Southern lightning beast (it is rare to see the suffix “therium” unless the animal is a mammal)
Early Cretaceous (113–100 Mya)
Discovery and publication
Found at Lightning Ridge, New South Wales, sometime before 1909 by opal dealer Tullie Cornthwaite Wollaston. It was named by German palaeontologist Friedrich von Huene in 1932 (along with Rapator and Walgettosuchus). The specimen is held at the Natural History Museum, London, United Kingdom.
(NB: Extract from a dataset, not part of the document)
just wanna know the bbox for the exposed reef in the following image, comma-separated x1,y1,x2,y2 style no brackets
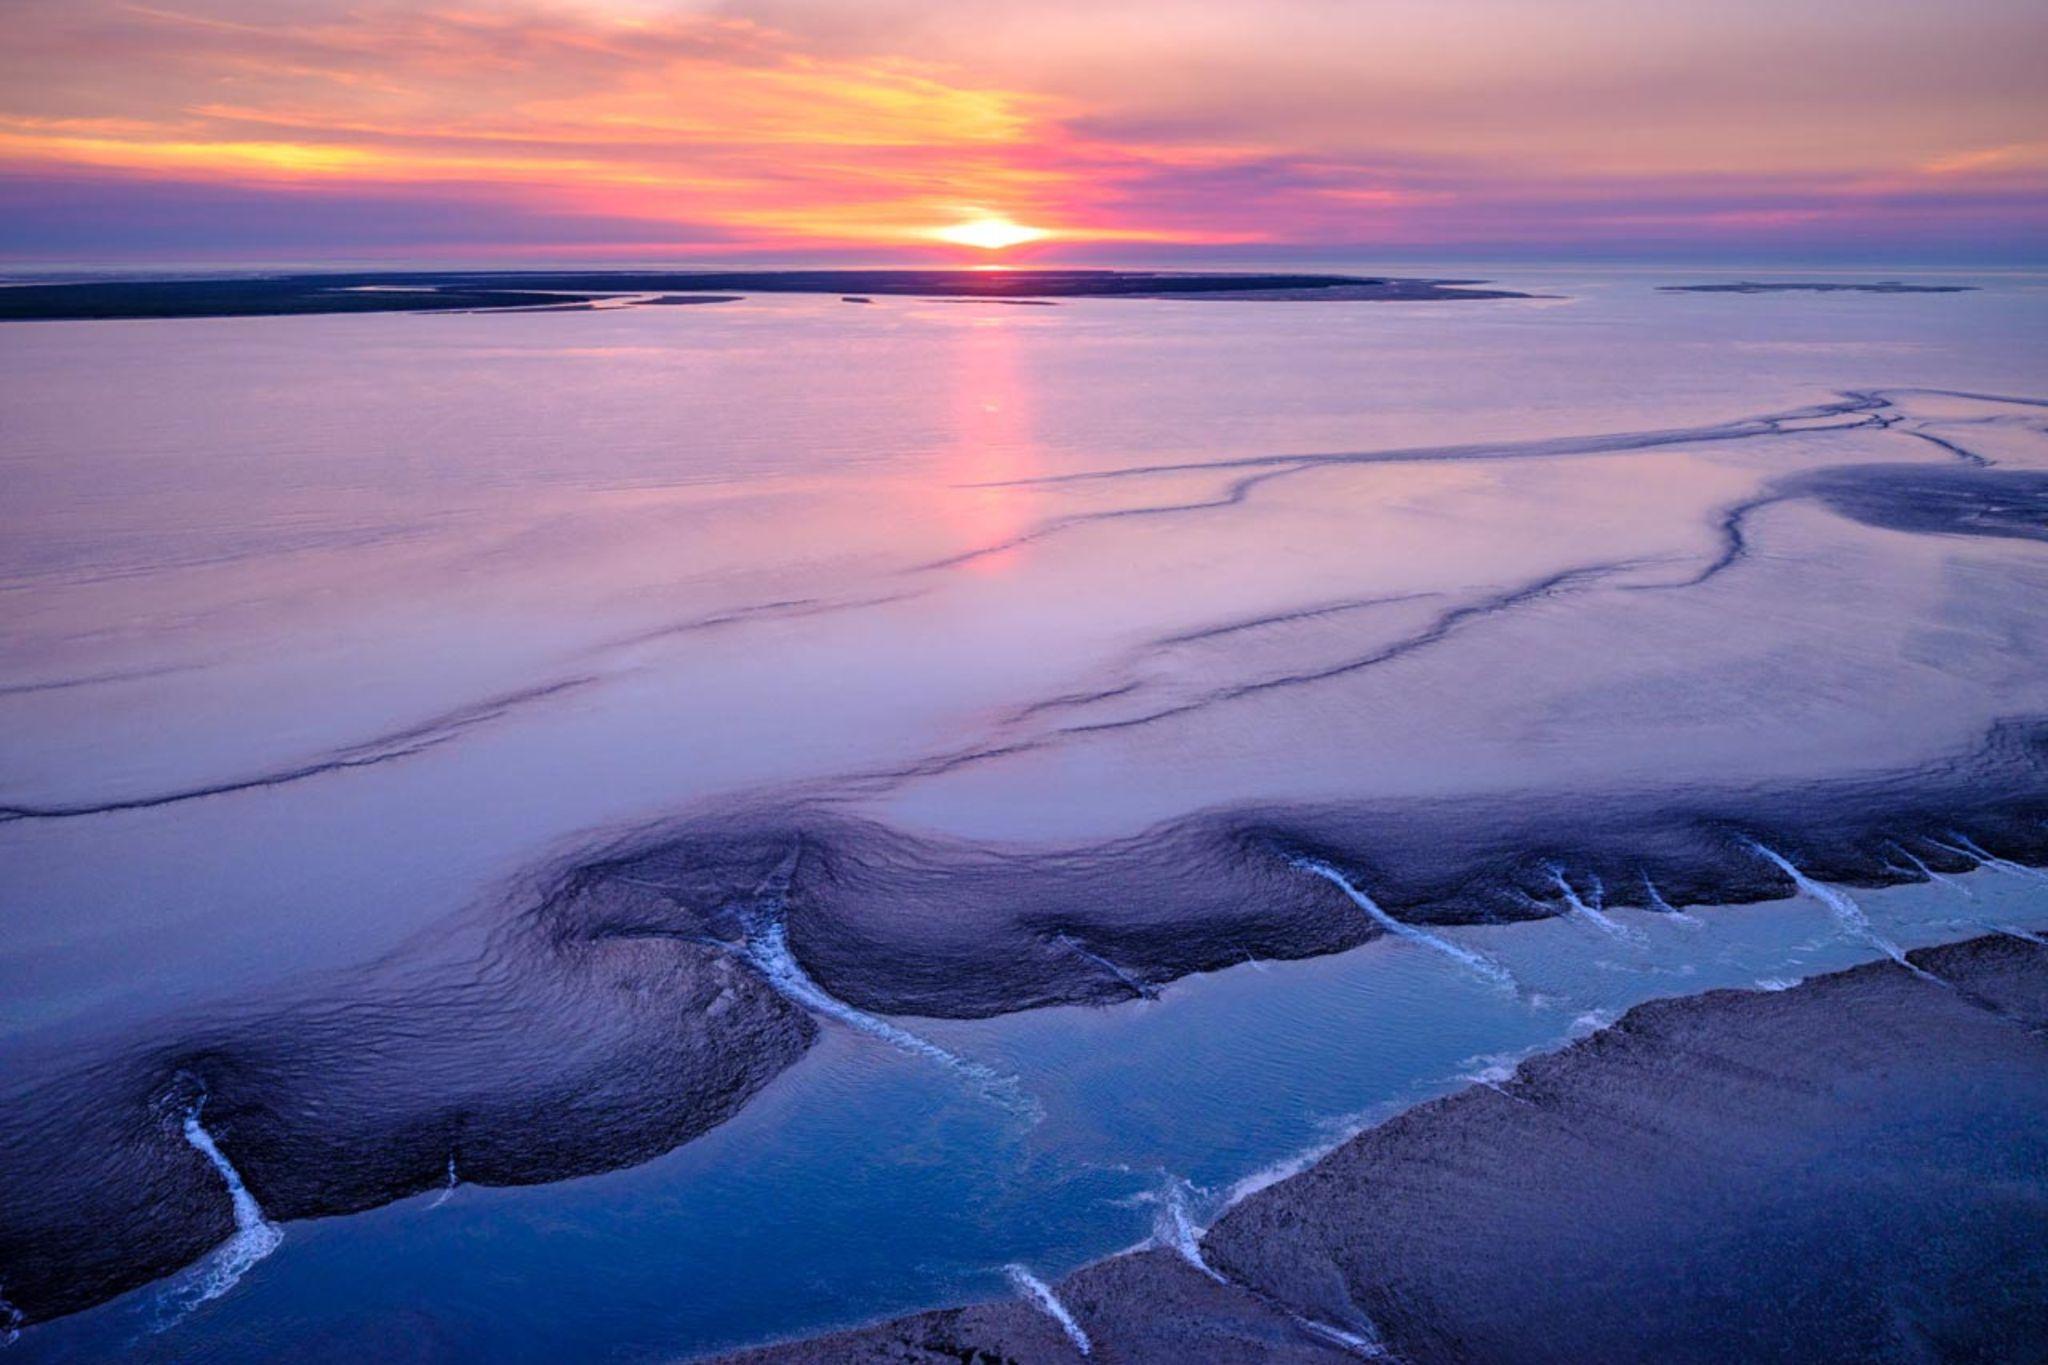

The original specimen of Fulgurotherium is a partial opalised femur (only the bottom section is preserved). When it was first described by Friedrich von Huene, he thought it was from a theropod. The discovery of additional dinosaur material at Lightning Ridge led Ralph Molnar and Peter Galton to suggest that Fulgurotherium was, in fact, a small, primitive ornithopod.
Tom Rich and Pat Vickers-Rich suggested that some ornithopod thighbones from Victorian Cretaceous sites were identical to those described by Molnar and Galton from Lightning Ridge. However, because Fulgurotherium was originally only named on the basis of a femur fragment, it is hard to prove that these Victorian bones were from the exact same type of dinosaur rather than a close relative. Currently, Fulgurotherium is considered a “nomen dubium”—a doubtful name.
Even though all that is preserved of Fulgurotherium is a partial limb bone, by comparing it with other similar dinosaurs we can fairly accurately gauge its size: it would have been between 1–1.5m long, and it was a bipedal, herbivorous ornithopod dinosaur.